Chlorophyll fluorescence and photosynthesis

Light energy absorbed by chlorophyll molecule in a leaf can undergo one of three fates.

1. It can be used to drive photosynthesis, or

2. Excess energy can be dissipated as heat, or

3. It can be re-emitted as light = Fluorescence.

These three processes occur in competition, such that any increase in the efficiency of one will result in decrease in the yield of the other two. Hence by measuring the yield of chlorophyll fluorescence, information about changes in the efficiency of photochemistry and heat dissipation can be gained.

Chlorophyll Fluorescence Imager can image the fluorescence as shown in the picture and the image can be analysed for different fluorescence parameters. CF Imager is designed to capture 96 well plate in one image which provides a rapid screening tool.

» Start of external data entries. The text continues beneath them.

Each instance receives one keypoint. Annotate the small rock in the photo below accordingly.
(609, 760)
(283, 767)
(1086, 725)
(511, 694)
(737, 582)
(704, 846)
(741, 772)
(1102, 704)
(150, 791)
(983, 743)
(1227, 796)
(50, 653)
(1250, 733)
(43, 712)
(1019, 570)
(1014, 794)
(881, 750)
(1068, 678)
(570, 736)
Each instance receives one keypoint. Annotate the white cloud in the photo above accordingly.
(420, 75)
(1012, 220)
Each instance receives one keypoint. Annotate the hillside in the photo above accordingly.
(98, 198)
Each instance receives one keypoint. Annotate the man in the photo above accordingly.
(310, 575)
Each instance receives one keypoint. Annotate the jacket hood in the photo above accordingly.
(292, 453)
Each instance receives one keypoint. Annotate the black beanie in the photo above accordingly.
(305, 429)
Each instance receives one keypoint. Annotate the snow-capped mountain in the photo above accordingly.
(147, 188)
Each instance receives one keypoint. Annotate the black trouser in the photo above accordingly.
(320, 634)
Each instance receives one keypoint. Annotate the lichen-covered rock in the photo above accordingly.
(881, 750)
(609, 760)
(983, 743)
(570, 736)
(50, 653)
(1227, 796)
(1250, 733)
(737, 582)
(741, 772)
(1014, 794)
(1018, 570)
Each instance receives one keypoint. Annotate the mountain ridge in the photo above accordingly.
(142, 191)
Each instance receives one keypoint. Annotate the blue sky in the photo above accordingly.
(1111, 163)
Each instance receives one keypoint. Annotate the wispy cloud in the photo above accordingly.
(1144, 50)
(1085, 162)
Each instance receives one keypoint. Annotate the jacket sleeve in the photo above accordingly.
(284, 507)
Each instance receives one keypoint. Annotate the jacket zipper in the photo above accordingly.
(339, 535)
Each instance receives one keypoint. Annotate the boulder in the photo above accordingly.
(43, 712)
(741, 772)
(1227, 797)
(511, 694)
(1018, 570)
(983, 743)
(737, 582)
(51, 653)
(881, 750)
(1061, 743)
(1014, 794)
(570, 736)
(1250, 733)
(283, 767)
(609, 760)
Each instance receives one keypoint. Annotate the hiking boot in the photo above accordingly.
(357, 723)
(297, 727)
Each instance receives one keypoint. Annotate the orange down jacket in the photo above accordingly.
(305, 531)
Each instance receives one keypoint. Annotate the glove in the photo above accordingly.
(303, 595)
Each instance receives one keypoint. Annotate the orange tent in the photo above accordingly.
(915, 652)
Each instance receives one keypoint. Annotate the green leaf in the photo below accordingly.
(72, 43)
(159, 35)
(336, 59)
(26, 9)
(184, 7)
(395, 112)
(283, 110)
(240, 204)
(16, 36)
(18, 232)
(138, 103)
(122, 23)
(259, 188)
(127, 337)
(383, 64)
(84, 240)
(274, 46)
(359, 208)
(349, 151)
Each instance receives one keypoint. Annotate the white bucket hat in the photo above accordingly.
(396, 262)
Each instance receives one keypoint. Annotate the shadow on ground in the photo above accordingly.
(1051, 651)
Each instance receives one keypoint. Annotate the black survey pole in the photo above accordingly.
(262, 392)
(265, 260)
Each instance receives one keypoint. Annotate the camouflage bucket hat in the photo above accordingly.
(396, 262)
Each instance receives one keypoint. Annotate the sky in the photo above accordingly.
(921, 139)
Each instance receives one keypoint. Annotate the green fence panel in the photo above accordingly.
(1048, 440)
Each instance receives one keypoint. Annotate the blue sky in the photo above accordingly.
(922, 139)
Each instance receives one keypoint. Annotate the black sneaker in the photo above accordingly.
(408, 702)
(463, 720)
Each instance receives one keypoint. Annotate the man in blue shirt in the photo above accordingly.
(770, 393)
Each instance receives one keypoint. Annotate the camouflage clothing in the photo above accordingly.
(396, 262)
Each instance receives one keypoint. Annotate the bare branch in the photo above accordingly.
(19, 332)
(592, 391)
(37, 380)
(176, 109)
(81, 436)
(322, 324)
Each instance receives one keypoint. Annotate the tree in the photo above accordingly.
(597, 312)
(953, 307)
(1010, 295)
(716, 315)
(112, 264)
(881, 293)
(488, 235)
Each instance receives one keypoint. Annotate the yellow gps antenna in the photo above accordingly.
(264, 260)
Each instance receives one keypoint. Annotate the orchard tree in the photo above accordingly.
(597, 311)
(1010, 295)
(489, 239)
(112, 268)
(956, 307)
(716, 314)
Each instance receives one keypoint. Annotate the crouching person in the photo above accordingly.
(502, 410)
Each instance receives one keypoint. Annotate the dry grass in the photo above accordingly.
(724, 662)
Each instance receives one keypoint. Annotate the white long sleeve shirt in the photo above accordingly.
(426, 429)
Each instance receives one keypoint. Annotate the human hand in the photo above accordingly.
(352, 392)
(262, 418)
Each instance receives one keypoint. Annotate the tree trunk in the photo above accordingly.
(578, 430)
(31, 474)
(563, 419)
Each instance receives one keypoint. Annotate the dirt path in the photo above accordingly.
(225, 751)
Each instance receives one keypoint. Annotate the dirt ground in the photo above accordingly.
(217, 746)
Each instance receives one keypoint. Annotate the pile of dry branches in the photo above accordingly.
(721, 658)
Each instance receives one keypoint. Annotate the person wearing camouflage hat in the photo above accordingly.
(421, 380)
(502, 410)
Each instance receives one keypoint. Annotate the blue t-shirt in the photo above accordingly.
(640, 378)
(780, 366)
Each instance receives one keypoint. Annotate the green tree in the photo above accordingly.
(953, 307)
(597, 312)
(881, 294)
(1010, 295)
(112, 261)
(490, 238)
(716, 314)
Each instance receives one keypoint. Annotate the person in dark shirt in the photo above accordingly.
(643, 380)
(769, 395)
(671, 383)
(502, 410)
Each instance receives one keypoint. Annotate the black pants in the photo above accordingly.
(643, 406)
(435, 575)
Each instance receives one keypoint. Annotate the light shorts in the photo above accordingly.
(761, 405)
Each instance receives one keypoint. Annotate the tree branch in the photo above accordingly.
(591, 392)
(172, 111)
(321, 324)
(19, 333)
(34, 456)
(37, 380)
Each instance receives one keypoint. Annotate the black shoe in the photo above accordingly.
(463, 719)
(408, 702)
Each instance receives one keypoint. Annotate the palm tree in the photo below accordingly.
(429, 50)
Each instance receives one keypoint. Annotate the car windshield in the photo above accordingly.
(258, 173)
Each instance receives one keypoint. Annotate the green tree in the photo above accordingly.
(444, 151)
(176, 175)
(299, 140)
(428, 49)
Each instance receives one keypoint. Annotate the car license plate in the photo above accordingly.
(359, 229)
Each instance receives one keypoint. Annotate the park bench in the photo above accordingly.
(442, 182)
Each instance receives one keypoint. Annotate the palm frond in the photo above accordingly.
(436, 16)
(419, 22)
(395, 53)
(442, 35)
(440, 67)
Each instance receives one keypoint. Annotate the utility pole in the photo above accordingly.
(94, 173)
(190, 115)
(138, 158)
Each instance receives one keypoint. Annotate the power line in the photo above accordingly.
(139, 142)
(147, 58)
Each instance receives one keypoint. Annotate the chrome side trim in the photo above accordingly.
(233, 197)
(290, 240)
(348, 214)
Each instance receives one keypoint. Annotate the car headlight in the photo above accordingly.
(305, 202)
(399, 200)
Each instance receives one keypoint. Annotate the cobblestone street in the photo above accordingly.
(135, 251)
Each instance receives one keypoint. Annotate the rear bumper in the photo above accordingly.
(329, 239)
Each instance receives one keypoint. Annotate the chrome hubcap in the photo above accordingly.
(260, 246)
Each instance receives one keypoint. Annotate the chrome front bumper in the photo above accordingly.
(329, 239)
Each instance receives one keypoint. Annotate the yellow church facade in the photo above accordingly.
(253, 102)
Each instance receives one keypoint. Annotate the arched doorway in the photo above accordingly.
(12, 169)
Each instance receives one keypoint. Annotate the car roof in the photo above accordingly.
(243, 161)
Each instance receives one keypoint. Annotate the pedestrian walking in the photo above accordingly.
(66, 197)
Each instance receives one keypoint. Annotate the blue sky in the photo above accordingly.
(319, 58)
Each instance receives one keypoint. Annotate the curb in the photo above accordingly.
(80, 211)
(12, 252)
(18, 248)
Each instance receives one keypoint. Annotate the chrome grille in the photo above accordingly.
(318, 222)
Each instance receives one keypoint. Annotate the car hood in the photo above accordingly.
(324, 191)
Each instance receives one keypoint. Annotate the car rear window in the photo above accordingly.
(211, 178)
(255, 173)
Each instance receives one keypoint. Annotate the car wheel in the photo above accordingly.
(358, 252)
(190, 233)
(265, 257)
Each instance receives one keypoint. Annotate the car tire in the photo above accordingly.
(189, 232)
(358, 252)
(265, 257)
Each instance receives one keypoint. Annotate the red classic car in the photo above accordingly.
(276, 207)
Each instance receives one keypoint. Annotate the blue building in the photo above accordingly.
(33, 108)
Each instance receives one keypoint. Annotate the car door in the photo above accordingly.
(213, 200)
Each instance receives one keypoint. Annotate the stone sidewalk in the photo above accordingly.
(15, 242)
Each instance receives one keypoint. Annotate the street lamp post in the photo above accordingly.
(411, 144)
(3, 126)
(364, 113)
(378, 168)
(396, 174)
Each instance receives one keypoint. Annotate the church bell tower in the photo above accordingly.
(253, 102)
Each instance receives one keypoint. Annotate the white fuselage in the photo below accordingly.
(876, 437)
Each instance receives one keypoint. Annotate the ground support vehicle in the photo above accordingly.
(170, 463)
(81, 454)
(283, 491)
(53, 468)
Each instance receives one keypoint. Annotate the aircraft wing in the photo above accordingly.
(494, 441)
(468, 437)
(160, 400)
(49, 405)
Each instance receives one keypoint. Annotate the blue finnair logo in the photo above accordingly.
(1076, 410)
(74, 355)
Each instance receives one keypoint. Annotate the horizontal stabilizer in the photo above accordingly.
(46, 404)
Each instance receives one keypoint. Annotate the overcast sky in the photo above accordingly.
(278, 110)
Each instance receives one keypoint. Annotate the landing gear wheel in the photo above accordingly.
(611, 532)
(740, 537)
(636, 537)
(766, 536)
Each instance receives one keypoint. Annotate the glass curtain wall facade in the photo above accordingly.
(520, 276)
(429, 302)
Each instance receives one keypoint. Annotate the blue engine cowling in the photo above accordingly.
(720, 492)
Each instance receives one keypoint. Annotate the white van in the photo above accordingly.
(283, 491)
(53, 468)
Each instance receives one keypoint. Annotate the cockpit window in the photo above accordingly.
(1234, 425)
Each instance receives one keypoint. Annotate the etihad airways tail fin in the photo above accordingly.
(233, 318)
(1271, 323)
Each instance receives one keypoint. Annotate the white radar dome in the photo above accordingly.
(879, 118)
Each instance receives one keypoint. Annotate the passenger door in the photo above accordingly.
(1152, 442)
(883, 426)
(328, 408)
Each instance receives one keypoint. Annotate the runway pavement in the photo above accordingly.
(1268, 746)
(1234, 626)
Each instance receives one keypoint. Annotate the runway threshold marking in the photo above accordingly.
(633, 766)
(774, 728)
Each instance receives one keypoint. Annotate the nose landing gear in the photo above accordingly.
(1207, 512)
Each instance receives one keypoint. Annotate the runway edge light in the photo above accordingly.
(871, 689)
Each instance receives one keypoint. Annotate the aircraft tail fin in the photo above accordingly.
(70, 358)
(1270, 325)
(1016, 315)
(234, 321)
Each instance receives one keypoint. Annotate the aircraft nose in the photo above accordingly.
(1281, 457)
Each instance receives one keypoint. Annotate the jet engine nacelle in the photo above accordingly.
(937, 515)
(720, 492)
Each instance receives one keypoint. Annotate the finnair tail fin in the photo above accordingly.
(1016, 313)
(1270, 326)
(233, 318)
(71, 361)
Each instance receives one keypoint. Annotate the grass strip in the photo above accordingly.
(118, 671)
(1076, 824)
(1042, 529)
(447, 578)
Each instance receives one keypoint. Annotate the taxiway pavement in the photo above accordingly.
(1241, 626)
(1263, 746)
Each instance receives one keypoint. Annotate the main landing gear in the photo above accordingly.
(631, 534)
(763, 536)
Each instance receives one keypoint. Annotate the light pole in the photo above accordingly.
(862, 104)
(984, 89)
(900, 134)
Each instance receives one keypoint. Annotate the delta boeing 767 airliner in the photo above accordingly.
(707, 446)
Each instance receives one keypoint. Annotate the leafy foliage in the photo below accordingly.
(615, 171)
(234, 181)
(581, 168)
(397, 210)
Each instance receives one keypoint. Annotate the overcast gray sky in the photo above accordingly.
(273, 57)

Screening of Arabidopsis genotypes for photosynthetic efficiency

We are screening Arabidopsis genotypes for photosynthetic efficiency under low light conditions. In the next stage the gene / genes responsible for high efficiency will be targeted.

DL-gene study in common bean (Phaseolus vulgaris L.)

Crosses between certain genotypes of the common bean result in dwarfing of F1 plants and lethal dwarfing in a proportion of the F2 population. This is under the control of the semi-dominant alleles, DL1 and DL2 at two complementary loci, which are expressed in the root and shoot respectively. The various DL genotypes can be simulated by grafting. Failure of root growth may be the outcome of excessively high sink strength of shoots compared to roots. This might arise from signaling incompatibilities between the genotypes. The DL-gene system offers a possible system for resource allocation study in the common bean.

Carbon partitioning

The allocation of resources between the root and shoot of a plant is plastic, being sensitive to modulation by environmental and developmental signals. The mechanisms that control this allocation are still not well understood. Earlier models favored a simple redistribution of assimilate in response to altered resource availability. The potential role of signaling has recently been recognized. Possible signaling agents include free sugars and amino acids, nitrate, sucrose, cytokinins, sucrose and cytokinins and abscisic acid. The integration of shoot and root activities without intercommunication has also been explored. The mechanisms that control root-shoot partitioning remain an area of intense debate, which I am trying to understand.